In spite of this, Villager found themselves in charge for much of the game, but without sufficient fire-power to break down a steady Hamilton’s defence at home. Whether the Brooksiders can take up where they left off last season, remains to be seen, but on this performance, at least, other sides in the league have something to fight for and both teams suffered a barrage of dedicated tackling, but neither managed to fully make use of their respective back-lines on attack. The only try scoring opportunities came in the last quarter when Hamiltons kicked a penalty for a line-out near the try-line, but the forward effort was wasted under a blanket of yet more handling errors.Villager also came close to scoring, unfortunately right at the end of the match, when they camped within metres of Hamilton’s line.
All the points throughout the match were scored from penalties, Hammies scoring five in the first-half from the boot of Johan Botha, matched by a Villager penalty by captain, Brandon Bekker, while in the second-half, Johan Botha added another penalty goal for Hammies and Villager were successful with two more penalties, again from Brandon Bekker.”
From 1999 Villager were back on the winning path again, and in fact never looked back until 2005 where Hammies began their period of dominance over the Brooksiders.
2006 to 2013
The last 8 years have seen Hamiltons unstoppable as they experienced an unbelievable 8 match winning streak. The highlight of which being the 2013 game at the Stephan Oval where they notched up the largest Derby score in history by trouncing Villager 97-0.
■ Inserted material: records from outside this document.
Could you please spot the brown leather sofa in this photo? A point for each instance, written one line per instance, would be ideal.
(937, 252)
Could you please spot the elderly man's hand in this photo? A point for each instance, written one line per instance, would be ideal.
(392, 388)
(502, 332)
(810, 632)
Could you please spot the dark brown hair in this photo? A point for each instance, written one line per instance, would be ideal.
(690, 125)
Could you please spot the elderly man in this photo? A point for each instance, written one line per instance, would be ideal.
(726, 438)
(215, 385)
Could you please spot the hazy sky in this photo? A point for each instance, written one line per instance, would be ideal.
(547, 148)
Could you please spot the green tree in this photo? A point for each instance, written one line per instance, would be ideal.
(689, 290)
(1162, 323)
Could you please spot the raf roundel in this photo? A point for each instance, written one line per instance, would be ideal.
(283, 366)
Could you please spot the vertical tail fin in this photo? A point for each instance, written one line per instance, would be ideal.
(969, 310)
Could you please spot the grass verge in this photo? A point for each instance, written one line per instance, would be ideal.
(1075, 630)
In a very one-sided fixture Hamiltons were in a rampant mood as they progressed to teach Villager a rugby lesson. With Villager struggling in all facets of their club and in so doing fielding a very young and inexperienced 1st team, Hamiltons took full advantage and drove the nail in. The pure physicality of the Hamiltons pack was the main contributor in setting the platform for this famous victory. As difficult it must have been to watch as a Villager supporter you had to admire the professional and complete game of a Hamiltons side that went on that year to win the honour of representing Western Province in the Cell C Community Cup.